Come February, the existence of the smartwatch had to be acknowledged. That was a loaded gift if ever there was one. Obviously the Quarter Master’s burpee regime was not cutting the mustard. It was time for closer monitoring of the fitness routine … or lack thereof.

I have to admit, it’s a very clever gadget. It tells me my heart rate and shows how it speeds up when my PC crashes or we’re on deadline. Funnily enough, I kinda knew that already. It tots up calories burned, the results looking impressive … until you realise that many of them are calculated on the strength of just being alive and breathing.

Then there’s the counting of my steps. This can result in very unimpressive results when your daily commute involves little more than swapping rooms. The smart gizmo cottoned on to this very quickly and stalks me on an hourly basis to remind me with a buzz of how many steps I have left to generate before the next hour wipes the slate clean. It’s a bit like wearing a cattle prod up your sleeve.

This digital harassment is all well and good when you’re in a position to up sticks from your desk and go for a power walk round the block. Alas, news deadlines seldom allow for this. I am exploring methods to get FitGit to measure my typing instead.

My new smarty-pants watch has, however, served to motivate and the recent good weather has allowed for some lovely long walks. There we were, enjoying the peacefulness of the crisp, bright countryside in the snowy sunshine when a party started on my wrist. There was much buzzing and flashing of lights. At last my watch was pleased with me. I’d walked 10,000 steps. I can’t imagine the levels of celebration should I ever achieve 20,000. Perhaps there is a built-in Prosecco dispenser, a marching band or maybe chocolate cake. I suspect I’ll never find out, but I think I know the answer – a higher steps target.

It reminds me of the Tamagotchi our son had when he was wee. As with many of these childhood crazes, his digital pet was the centre of his universe … for about three weeks. We were all quite distraught when lack of feeding and exercise led to Tamagotchi’s untimely death. Perhaps this should serve as a salutary lesson to me.

But at least I can sleep easy, knowing FitGit is watching over me as I slumber.

Fascinating as my morning readings are, however, I can’t help but worry over my “sleep score” – always under 70 – and the ratio of REM, deep and light sleep. And all those red bits when I’m awake. Really? What on earth do I get up to? Am I sleepwalking through extra cups of tea?
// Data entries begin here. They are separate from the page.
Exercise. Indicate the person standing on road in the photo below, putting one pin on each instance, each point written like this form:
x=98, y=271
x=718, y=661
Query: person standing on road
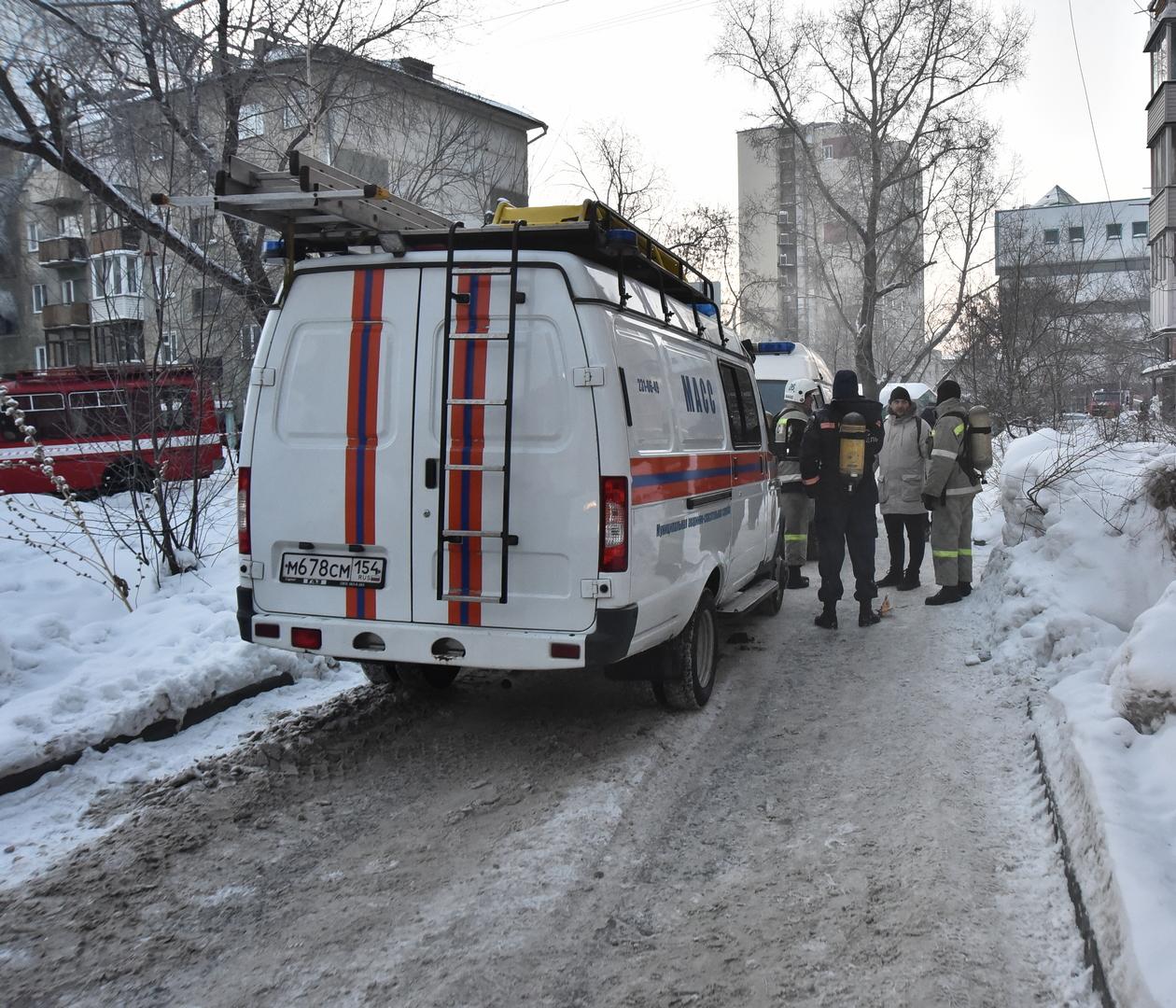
x=795, y=506
x=845, y=511
x=949, y=491
x=903, y=470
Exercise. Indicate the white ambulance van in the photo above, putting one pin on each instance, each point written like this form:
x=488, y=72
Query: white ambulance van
x=780, y=361
x=525, y=446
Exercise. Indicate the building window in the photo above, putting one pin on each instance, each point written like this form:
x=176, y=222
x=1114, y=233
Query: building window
x=1161, y=59
x=170, y=347
x=204, y=300
x=253, y=120
x=1159, y=248
x=203, y=230
x=118, y=343
x=116, y=273
x=162, y=275
x=69, y=226
x=249, y=335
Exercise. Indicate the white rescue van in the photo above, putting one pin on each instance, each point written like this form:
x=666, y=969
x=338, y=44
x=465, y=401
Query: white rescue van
x=524, y=446
x=778, y=362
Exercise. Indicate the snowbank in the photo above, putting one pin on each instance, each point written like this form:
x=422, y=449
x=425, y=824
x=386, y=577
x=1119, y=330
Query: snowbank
x=77, y=668
x=1084, y=604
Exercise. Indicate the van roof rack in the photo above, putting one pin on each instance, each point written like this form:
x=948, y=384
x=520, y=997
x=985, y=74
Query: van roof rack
x=317, y=208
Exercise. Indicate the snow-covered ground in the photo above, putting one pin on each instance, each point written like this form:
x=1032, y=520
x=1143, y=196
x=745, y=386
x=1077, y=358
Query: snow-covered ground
x=77, y=668
x=1085, y=605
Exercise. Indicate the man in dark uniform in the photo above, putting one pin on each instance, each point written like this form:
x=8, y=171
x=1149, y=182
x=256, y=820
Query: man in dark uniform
x=845, y=513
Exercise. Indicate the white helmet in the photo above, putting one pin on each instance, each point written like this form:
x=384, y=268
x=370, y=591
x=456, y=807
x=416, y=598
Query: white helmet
x=797, y=388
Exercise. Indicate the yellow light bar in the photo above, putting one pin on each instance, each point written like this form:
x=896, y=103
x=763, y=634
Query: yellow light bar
x=570, y=213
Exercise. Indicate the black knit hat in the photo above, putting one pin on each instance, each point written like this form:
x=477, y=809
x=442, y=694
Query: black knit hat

Extra hoovering (unlikely)? Illicit toast-eating (highly possible).

So I’m beginning to lie awake at night worrying about what Mr Smartphone is going to tell me in the morning.

Apparently, I’m not alone. There is actually a smart new sleep disorder called orthosomnia – with “ortho” meaning straight or correct and “somnia” meaning sleep” – which affects people who obsess over the results of their sleep and fitness trackers.

Hmm. Perhaps I could spend those extra waking hours clocking up more steps.

In the meantime, I’m happy to report that my new smartwatch has one fantastic function I couldn’t live without. It tells the time!